Crepe nelle indagini: fuori un carabiniere un altro ai domiciliari

RomaRestano in carcere due carabinieri su quattro. Il Tribunale del riesame ha disposto la scarcerazione di Nicola Testini e ha concesso gli arresti domiciliari ad Antonio Tamburrino arrestati per il presunto ricatto al governatore della Regione Lazio Piero Marrazzo. Confermata la misura della custodia cautelare in carcere per gli altri due militari «infedeli», Luciano Simeone e Carlo Tagliente. Una decisione che sconfessa in parte l’impianto accusatorio della Procura di Roma e «restringe» alla coppia di militari entrata nell’appartamento di via Gradoli la responsabilità dell’accaduto. Per il collegio presieduto da Francesco Taurisano il carabiniere Testini non doveva essere arrestato perché il giorno del blitz nella casa del trans, compiuto da Simeone e Tagliente, era lontano da Roma, in ferie. Quanto al «collega» Tamburrino è accusato «solo» di ricettazione per aver tentato di piazzare il video attraverso l’agenzia fotografica PhotoMasi.

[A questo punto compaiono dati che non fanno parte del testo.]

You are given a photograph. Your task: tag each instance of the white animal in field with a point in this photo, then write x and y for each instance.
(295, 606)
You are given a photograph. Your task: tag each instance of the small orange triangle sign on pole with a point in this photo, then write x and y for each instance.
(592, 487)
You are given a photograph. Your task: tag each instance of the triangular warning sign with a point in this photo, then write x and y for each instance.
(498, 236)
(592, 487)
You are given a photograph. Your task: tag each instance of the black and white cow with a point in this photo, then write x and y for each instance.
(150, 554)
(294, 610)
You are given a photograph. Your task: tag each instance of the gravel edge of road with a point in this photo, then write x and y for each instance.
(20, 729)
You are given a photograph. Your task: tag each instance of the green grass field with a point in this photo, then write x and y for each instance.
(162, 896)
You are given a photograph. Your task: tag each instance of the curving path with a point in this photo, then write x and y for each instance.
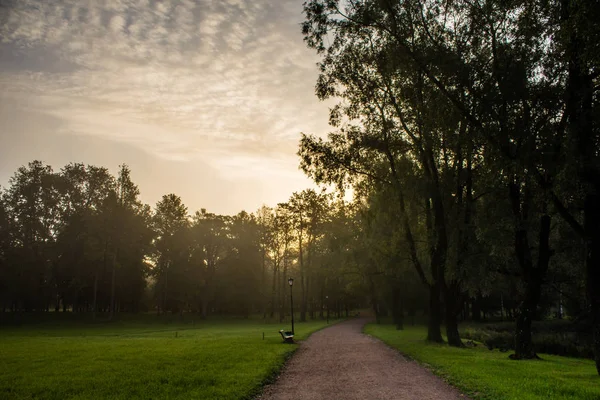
(341, 362)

Mentre i magistrati annunciano che impugneranno la decisione in Cassazione, gli avvocati degli indagati non nascondono una certa soddisfazione. Una prima crepa nell’inchiesta si è aperta. «Sono molto contento, leggeremo le motivazioni, penso che abbiamo dato al collegio argomenti validi - dice Valerio Spigarelli, difensore di Testini -. Questo è un Tribunale serio e non ci sorprende che li abbia accolti». Contento a metà l’avvocato Marina Lo Faro che difende Testini e gli altri due carabinieri (Simeone e Tagliente, ndr) per i quali il riesame ha disposto la conferma della custodia cautelare in carcere.
E ieri, durante l’udienza, è stato visionato per la prima volta in «pubblico» il video di Piero Marrazzo con il trans. La visione delle immagini del governatore del Lazio in mutande - accanto a un viado a seno nudo - che chiede di non essere coinvolto in uno scandalo, è stata richiesta dalla difesa dei quattro carabinieri arrestati e poco o nulla ha influito sulla decisione dei giudici di annullare parzialmente l’ordinanza di custodia cautelare firmata dal gip Sante Spinaci il 24 ottobre. La Procura aveva dato parere negativo alle richieste di scarcerazione della difesa e ribadito in aula le accuse del primo momento: il video è stato girato con un telefonino dai carabinieri per ricattare Marrazzo, sempre loro hanno portato la droga nell’appartamento di via Gradoli e poi tentato di piazzare sul mercato il filmino. Opposta la versione dei militari che hanno continuato a negare di aver tentato di estorcere denaro al governatore in cambio del loro silenzio e anche di essere gli autori del video. Neppure della cocaina sanno qualcosa, l’hanno trovata lì, nell’appartamento dove hanno fatto un’irruzione di routine per poi trovarsi casualmente di fronte a Marrazzo. Unica loro «debolezza», ammessa nei verbali, quella di aver cercato di piazzare il filmato avuto dal confidente-pusher Gianguerino Cafasso, morto lo scorso settembre.

Nel video si vede Marrazzo che chiede ai carabinieri di non rovinarlo. L’atteggiamento, secondo Bruno Von Arx, difensore di Simeone, sembra tranquillo. «Segno che non c’è stata la coercizione di cui parlano i pm» e lo stesso Marrazzo.